The real benefits become clear when you start implementing Next Generation sourcing strategies. In particular, end-to-end platforms present significant advantages to those organizations that are adopting center-led procurement organizations, taking advantage of guided sourcing, focusing on the transaction, adhering to the mantra of “Do Less, Not More”, and implementing hybrid sourcing strategies.

In center led procurement, a procurement center of excellence (COE) focuses on corporate supply chain strategies and strategic commodities, best practices, and knowledge sharing while leaving individual buys and tactical execution to the individual business units. Furthermore, in a center-of-excellence, a sourcing professional is responsible for education and training, benchmarking, and best practices. It should be clear that it is much easier to benchmark a process that can be completed on one platform vs. one that can be completed on many, tailor a best practice implementation to a single platform, and train and support users on one platform.

With guided sourcing, the sourcing professional uses the best tools that technology has to offer, deep analytics and optimization, and dashboards and monitors her sourcing projects through a centralized dashboard that provides a deep command-and-control view into the most critical supply performance information. Generally speaking, most dashboards plug into a specific solution and the only way you’re going to get a dashboard with this capability that can cut across multiple solutions from multiple vendors is to undertake a long, costly, custom development project – which will have to be maintained and updated any time any single vendor updates their offering. Thus, the best guided sourcing has to offer is not only easier, but sometimes only possible, in an end-to-end suite from a single vendor.

An organization with a transactional focus likes to follow the transaction from beginning to end, review the transaction when it is complete, and know, at any given time, where it is. With a slew of tools, it is sometimes difficult to know the status of any given transaction without checking all of the tools. With an end-to-end suite, it’s often just a matter of checking the dashboard.

In order to Do Less, Not More, you have to do as little as possible, as efficiently as possible, and get the maximum results possible. This is obviously simpler in one platform, which can automate as much of the process as possible.

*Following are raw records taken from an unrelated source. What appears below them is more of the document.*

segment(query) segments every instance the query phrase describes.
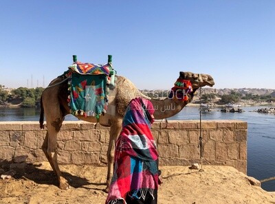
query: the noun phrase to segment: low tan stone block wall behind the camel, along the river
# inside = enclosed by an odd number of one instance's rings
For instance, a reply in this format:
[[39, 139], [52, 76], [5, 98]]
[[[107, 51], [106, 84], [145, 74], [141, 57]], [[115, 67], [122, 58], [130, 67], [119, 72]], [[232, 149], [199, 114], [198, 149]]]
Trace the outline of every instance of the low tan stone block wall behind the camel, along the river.
[[[247, 122], [239, 120], [180, 120], [155, 122], [152, 133], [159, 165], [200, 163], [199, 135], [203, 138], [203, 165], [233, 166], [246, 174]], [[47, 161], [41, 146], [46, 131], [39, 122], [0, 122], [0, 160], [28, 155], [28, 161]], [[109, 128], [88, 122], [63, 122], [58, 133], [59, 163], [106, 166]]]

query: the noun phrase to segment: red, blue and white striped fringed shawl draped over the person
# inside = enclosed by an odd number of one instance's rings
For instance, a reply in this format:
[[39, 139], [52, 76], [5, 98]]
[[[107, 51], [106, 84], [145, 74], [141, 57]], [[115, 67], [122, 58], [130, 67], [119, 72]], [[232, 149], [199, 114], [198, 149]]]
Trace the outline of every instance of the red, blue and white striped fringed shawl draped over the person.
[[[142, 102], [153, 114], [151, 102], [144, 99]], [[140, 98], [131, 100], [115, 143], [114, 172], [106, 203], [115, 203], [118, 199], [124, 201], [126, 194], [136, 199], [148, 193], [153, 196], [153, 190], [157, 190], [158, 153], [150, 128]]]

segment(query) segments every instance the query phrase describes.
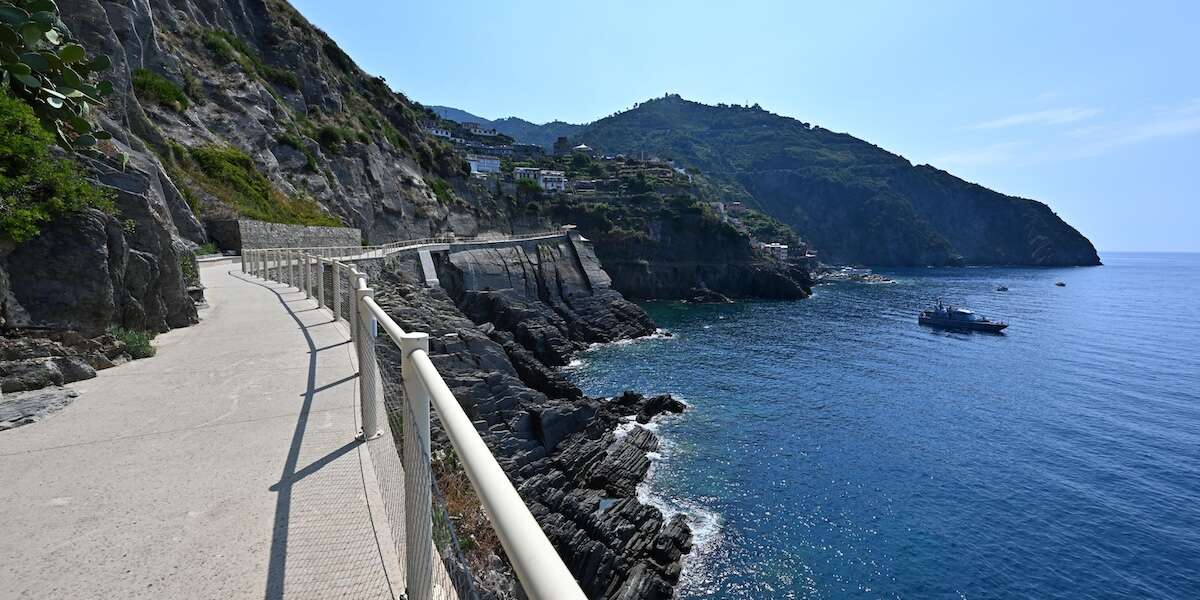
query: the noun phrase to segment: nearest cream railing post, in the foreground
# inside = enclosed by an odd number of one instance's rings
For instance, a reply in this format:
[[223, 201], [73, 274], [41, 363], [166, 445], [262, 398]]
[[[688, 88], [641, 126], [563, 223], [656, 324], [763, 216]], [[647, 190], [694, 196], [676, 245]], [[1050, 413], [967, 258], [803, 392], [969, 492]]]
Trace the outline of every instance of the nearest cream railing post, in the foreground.
[[430, 464], [430, 391], [413, 365], [413, 353], [430, 350], [427, 334], [400, 338], [404, 379], [404, 556], [409, 600], [433, 598], [433, 488]]

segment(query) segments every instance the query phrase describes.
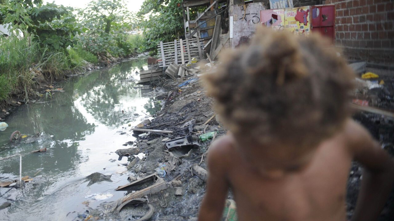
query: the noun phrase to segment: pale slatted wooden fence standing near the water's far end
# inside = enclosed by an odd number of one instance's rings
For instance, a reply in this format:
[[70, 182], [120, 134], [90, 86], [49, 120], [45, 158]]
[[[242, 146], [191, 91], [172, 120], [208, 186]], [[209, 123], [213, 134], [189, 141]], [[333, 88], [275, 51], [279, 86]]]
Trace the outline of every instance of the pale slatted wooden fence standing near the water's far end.
[[167, 43], [161, 41], [157, 46], [159, 59], [162, 59], [162, 61], [159, 62], [160, 67], [167, 67], [170, 64], [191, 64], [193, 58], [197, 58], [199, 61], [203, 59], [204, 43], [198, 38], [186, 40], [179, 39]]

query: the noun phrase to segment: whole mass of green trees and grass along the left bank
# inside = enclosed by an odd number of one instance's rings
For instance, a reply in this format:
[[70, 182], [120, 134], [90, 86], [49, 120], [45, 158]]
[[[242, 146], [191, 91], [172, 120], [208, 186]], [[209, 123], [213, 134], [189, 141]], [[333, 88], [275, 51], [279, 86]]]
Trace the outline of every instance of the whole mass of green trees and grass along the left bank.
[[14, 33], [0, 37], [0, 105], [13, 95], [50, 97], [35, 90], [40, 83], [143, 50], [141, 36], [128, 35], [136, 25], [124, 0], [93, 0], [77, 12], [42, 0], [0, 0], [0, 24]]

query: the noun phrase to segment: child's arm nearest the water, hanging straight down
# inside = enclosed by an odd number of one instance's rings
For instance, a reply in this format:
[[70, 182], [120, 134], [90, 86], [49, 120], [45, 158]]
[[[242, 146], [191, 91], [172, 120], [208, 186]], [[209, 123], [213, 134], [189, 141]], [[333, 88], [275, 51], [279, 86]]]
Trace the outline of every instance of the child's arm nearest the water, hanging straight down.
[[218, 140], [209, 148], [208, 180], [206, 193], [201, 203], [199, 221], [219, 221], [227, 197], [229, 184], [226, 177], [226, 142]]

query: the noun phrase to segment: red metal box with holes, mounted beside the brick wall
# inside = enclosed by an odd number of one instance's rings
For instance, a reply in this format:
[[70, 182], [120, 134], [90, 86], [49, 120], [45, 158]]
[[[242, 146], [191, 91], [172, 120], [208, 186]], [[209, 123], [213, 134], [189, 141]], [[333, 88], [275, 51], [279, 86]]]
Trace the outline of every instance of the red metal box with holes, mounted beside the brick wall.
[[335, 42], [335, 6], [312, 7], [312, 32], [320, 32]]

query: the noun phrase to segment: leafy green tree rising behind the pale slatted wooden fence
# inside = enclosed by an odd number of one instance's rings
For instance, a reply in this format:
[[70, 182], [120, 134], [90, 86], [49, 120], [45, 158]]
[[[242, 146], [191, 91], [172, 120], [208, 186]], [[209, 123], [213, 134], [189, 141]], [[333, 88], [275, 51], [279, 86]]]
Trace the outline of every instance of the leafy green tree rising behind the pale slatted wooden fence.
[[[145, 50], [156, 52], [160, 41], [184, 35], [182, 0], [145, 0], [138, 12], [145, 37]], [[148, 17], [145, 19], [145, 17]]]

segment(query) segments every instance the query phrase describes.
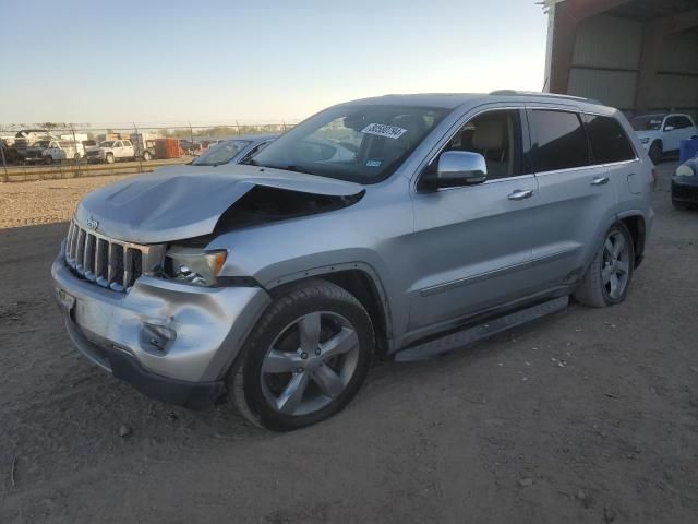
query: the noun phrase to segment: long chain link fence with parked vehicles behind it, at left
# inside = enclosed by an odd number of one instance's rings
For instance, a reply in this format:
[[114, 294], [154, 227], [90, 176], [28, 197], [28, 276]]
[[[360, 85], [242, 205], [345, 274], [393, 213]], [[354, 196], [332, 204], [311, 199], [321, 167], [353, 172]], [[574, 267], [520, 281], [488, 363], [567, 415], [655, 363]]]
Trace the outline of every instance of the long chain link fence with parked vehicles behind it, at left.
[[[148, 172], [224, 140], [280, 134], [294, 122], [0, 124], [2, 181]], [[101, 145], [109, 154], [99, 154]]]

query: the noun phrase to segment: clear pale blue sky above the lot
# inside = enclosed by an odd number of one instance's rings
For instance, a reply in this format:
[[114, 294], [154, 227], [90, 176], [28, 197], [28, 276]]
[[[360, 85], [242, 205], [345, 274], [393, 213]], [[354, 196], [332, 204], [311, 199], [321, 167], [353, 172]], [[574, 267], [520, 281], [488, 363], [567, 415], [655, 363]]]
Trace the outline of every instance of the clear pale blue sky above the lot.
[[298, 121], [388, 93], [541, 91], [534, 0], [0, 0], [0, 124]]

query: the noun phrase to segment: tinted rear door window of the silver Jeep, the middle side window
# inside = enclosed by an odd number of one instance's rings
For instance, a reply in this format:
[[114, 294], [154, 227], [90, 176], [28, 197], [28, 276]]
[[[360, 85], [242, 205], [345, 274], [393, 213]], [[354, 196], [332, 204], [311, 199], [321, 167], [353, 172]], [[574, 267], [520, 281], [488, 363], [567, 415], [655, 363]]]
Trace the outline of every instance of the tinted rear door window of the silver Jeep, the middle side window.
[[589, 165], [587, 133], [576, 112], [535, 109], [529, 118], [537, 171]]

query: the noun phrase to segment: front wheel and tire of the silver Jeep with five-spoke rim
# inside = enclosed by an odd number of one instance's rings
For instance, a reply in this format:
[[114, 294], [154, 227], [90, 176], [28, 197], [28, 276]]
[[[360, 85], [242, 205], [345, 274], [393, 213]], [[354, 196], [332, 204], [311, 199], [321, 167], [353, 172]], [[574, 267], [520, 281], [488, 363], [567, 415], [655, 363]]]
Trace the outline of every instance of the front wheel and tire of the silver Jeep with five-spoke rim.
[[329, 282], [306, 282], [264, 312], [228, 373], [228, 391], [254, 425], [299, 429], [354, 397], [373, 348], [373, 324], [359, 300]]

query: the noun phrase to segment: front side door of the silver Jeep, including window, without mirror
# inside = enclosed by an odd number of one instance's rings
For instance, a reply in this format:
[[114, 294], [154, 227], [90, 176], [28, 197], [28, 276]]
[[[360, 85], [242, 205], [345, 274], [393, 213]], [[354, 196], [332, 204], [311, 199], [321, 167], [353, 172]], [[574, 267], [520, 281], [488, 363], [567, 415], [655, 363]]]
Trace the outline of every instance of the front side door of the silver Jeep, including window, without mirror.
[[[457, 322], [526, 295], [538, 182], [524, 169], [521, 111], [469, 120], [442, 151], [485, 157], [488, 180], [413, 196], [410, 330]], [[426, 170], [436, 169], [438, 155]]]

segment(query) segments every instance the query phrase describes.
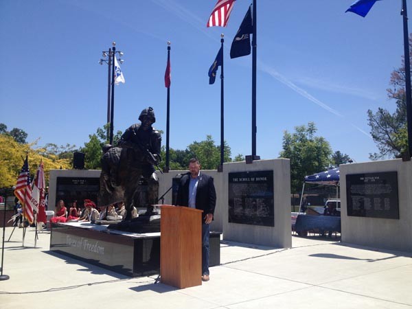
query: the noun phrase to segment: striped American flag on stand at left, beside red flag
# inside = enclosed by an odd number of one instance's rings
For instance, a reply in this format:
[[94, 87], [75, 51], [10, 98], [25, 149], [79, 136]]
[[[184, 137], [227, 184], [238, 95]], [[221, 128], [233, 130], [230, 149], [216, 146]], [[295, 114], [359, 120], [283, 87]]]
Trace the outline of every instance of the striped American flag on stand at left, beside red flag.
[[21, 168], [19, 178], [17, 179], [16, 189], [14, 195], [19, 198], [21, 205], [23, 205], [23, 214], [25, 218], [33, 223], [33, 205], [32, 205], [32, 187], [30, 186], [30, 171], [29, 163], [27, 163], [27, 156]]

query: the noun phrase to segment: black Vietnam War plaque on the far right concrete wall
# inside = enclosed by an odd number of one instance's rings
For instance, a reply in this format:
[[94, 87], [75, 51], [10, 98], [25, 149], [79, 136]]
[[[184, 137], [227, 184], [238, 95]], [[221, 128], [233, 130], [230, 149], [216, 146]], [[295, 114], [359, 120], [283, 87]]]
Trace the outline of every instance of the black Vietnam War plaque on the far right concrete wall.
[[347, 215], [399, 219], [398, 172], [346, 175]]

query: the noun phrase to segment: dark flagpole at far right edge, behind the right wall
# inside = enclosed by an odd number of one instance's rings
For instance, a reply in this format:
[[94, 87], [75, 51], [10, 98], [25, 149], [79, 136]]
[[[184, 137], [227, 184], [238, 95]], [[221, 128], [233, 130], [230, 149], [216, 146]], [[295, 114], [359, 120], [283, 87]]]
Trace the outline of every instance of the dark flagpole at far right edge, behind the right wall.
[[404, 30], [404, 64], [405, 64], [405, 93], [407, 95], [407, 128], [408, 128], [408, 149], [407, 160], [412, 156], [412, 99], [411, 99], [411, 64], [409, 60], [409, 31], [407, 0], [402, 0], [403, 30]]

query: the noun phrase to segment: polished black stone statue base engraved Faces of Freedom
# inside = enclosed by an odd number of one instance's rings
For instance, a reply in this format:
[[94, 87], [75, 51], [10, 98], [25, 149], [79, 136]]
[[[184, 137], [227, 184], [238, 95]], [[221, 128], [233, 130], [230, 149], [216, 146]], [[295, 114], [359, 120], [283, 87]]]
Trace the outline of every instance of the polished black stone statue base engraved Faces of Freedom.
[[[160, 233], [128, 233], [90, 223], [55, 223], [50, 251], [137, 277], [159, 273], [160, 237]], [[209, 249], [209, 266], [219, 265], [220, 233], [210, 233]]]

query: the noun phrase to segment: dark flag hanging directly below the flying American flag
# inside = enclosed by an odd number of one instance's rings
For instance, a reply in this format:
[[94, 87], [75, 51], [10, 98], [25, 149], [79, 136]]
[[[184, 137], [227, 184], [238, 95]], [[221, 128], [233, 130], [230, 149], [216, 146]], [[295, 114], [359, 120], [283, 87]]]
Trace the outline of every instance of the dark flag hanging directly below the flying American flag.
[[233, 38], [230, 48], [230, 58], [233, 59], [251, 54], [251, 33], [253, 33], [252, 6], [249, 6], [239, 30], [235, 38]]

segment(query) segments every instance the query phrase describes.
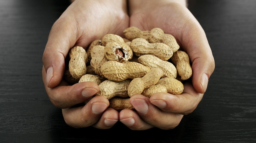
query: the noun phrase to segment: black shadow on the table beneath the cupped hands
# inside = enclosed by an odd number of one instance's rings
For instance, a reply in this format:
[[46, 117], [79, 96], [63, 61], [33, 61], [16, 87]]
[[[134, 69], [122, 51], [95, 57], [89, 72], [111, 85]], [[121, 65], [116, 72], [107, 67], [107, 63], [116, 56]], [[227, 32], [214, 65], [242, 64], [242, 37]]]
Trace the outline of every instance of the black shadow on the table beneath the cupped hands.
[[174, 129], [161, 130], [153, 128], [145, 131], [133, 131], [121, 122], [117, 122], [114, 127], [106, 130], [93, 127], [75, 129], [63, 123], [61, 125], [63, 126], [62, 129], [53, 129], [51, 139], [52, 142], [195, 142], [200, 138], [200, 134], [202, 133], [201, 120], [200, 116], [189, 114], [184, 116], [181, 123]]

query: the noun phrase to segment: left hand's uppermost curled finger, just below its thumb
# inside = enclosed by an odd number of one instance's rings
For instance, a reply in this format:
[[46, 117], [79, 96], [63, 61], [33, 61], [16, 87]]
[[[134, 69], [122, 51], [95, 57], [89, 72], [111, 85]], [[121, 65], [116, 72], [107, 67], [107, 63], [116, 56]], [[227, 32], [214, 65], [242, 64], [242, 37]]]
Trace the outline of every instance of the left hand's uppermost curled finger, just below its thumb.
[[49, 88], [46, 85], [46, 72], [42, 69], [43, 82], [45, 90], [53, 103], [58, 108], [67, 108], [78, 103], [83, 103], [99, 91], [99, 87], [94, 82], [81, 82], [69, 86], [62, 80], [59, 86]]

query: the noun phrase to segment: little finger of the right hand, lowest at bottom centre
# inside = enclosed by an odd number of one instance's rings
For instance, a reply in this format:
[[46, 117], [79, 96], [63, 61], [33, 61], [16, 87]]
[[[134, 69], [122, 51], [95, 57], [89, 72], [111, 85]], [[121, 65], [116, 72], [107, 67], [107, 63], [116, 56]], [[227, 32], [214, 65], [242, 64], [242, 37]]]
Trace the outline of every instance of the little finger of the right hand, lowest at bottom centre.
[[119, 120], [132, 130], [147, 130], [154, 127], [141, 119], [138, 113], [131, 109], [121, 110], [119, 113]]

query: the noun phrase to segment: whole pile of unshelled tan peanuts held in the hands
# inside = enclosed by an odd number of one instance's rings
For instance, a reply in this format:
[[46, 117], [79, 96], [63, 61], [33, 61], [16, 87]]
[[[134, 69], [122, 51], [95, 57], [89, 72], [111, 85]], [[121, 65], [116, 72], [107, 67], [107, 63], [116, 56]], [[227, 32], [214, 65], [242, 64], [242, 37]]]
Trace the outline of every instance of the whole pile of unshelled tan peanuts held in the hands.
[[95, 96], [106, 97], [117, 111], [134, 109], [129, 98], [135, 94], [181, 94], [182, 81], [191, 77], [192, 69], [175, 38], [160, 28], [129, 27], [123, 32], [125, 38], [107, 34], [87, 51], [73, 47], [64, 79], [72, 84], [95, 82], [99, 86]]

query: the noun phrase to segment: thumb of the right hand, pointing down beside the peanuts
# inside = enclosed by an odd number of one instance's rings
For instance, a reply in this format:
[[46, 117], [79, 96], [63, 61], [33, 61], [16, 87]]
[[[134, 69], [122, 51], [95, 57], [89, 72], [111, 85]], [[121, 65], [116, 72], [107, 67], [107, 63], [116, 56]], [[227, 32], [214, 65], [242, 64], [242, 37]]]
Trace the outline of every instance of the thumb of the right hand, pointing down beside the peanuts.
[[214, 57], [201, 25], [190, 12], [186, 16], [179, 41], [192, 63], [193, 86], [197, 92], [204, 93], [215, 68]]

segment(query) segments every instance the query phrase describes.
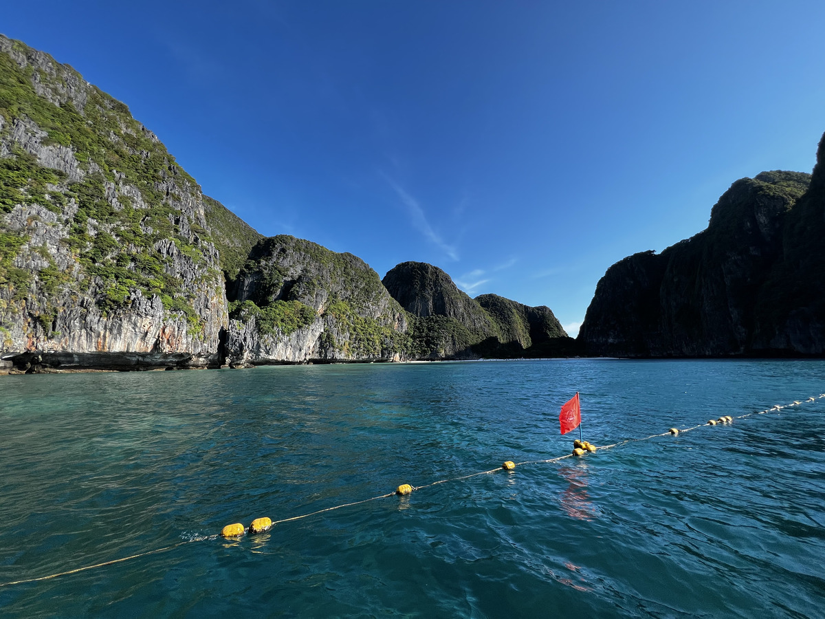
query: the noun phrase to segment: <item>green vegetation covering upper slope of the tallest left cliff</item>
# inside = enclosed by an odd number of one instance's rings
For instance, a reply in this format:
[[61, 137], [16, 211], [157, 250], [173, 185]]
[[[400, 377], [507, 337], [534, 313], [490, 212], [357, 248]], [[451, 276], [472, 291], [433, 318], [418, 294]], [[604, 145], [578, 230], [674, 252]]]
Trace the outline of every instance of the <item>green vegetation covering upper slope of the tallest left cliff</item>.
[[[11, 47], [15, 58], [0, 53], [0, 139], [11, 145], [0, 158], [0, 213], [40, 205], [59, 221], [65, 218], [63, 242], [82, 272], [99, 282], [95, 302], [101, 309], [116, 309], [132, 292], [142, 291], [174, 299], [164, 305], [193, 319], [191, 291], [166, 274], [167, 257], [157, 245], [174, 239], [187, 258], [204, 262], [189, 231], [206, 242], [210, 234], [196, 220], [181, 224], [177, 208], [199, 191], [194, 179], [123, 103], [85, 83], [68, 65], [19, 41]], [[52, 165], [74, 166], [72, 177], [45, 167], [13, 142], [12, 128], [18, 125], [34, 136], [26, 149], [53, 156]], [[0, 232], [11, 234], [2, 220]], [[4, 267], [0, 279], [9, 276]], [[16, 280], [21, 284], [19, 276]], [[62, 283], [76, 293], [89, 291], [82, 277]]]

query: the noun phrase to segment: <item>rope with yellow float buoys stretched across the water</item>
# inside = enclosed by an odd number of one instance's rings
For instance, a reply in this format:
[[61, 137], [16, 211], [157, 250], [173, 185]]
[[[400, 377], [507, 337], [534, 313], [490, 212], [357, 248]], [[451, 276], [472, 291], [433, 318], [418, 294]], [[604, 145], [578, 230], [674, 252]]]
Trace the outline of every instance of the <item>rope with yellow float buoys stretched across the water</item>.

In hybrid sourcing, an organization is blending sourcing technologies with third-party supply market and sourcing intelligence and making use of third party business process outsource solutions for parts of their supply and spend management function, when appropriate. A single platform makes a single integration point and, more importantly, if the platform is on-demand both the internal team and outsourcing service provider can share the same platform, giving the organization 100% visibility into all of its sourcing, and not just the sourcing it chooses to do in house.

Of course, this all hinges on the end-to-end platform being competitive with other offerings. Although it is true that not a single component has to be as good as the best of breed alternatives, each component has to at least meet the majority of the organization’s needs. Exceptions should be rare, and not the norm.